"Now faith is being sure of what we hope for and
certain of what we do not see."
I have always believed in God, always known that He is real. I had an experience as a child (maybe fourth grade or so) where I know that He was watching over me in a very real way. Since that time, I have never doubted Him or His love for me. I have strayed from Him, but through all that I have done, good and bad, He has loved me.
I sometimes feel that my faith is pretty simple, that I don't have more depth because I have never gone through a period of doubt in my life. But this verse makes me feel so much better....faith, sure of what I hope for, certain of what I do not see. I am not very good at explaining my faith, because for me, it just is. I have always felt His presence in my life...even when I was far away from Him.

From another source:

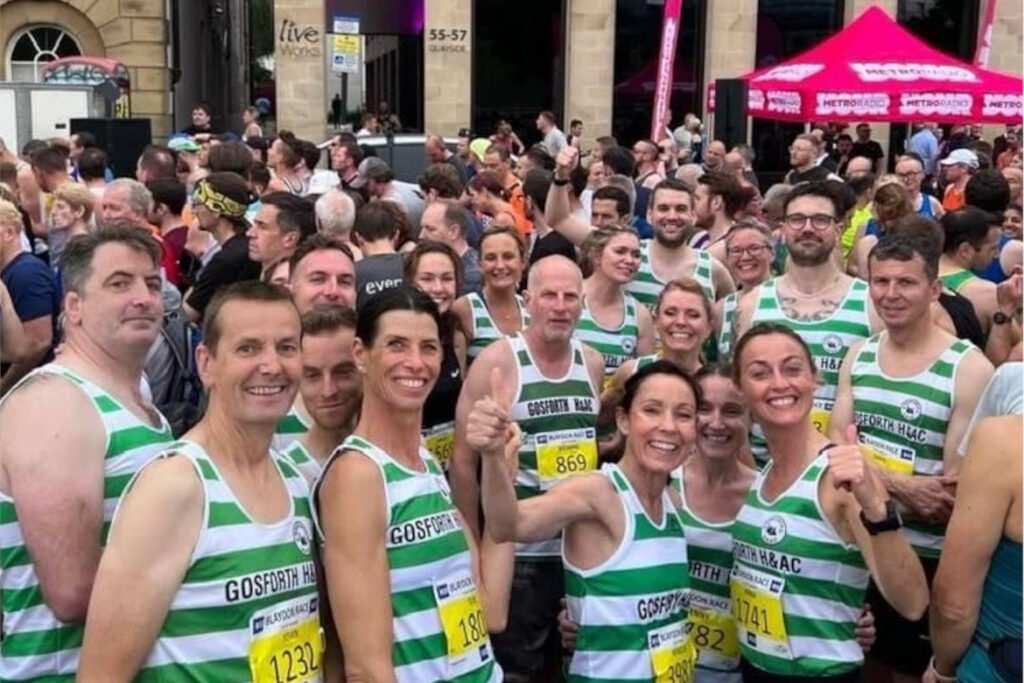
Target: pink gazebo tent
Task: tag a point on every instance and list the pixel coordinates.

The other day at church, my pastor talked about gifts that some of us have...I don't have the ability to preach the way that some do. I don't have eloquent prayers to offer, although my prayers are very heartfelt and just as important. I am beginning to realize that one of my gifts is my faith....as simple as it is.
My faith is part of me, as natural to me as breathing. My faith allows me to see the silver lining in clouds that I face. My faith allowed me to be positive during Jim's cancer. My faith makes me strong, when in reality, I feel so very weak. My faith allows me to love when it would be easier to hate. My faith allows me to do things that I never thought I would be able to do.
Faith...being sure of what I hope for and certain of what I do not see. I know my faith comes from my Father. I am so grateful that He has given me this wonderful gift.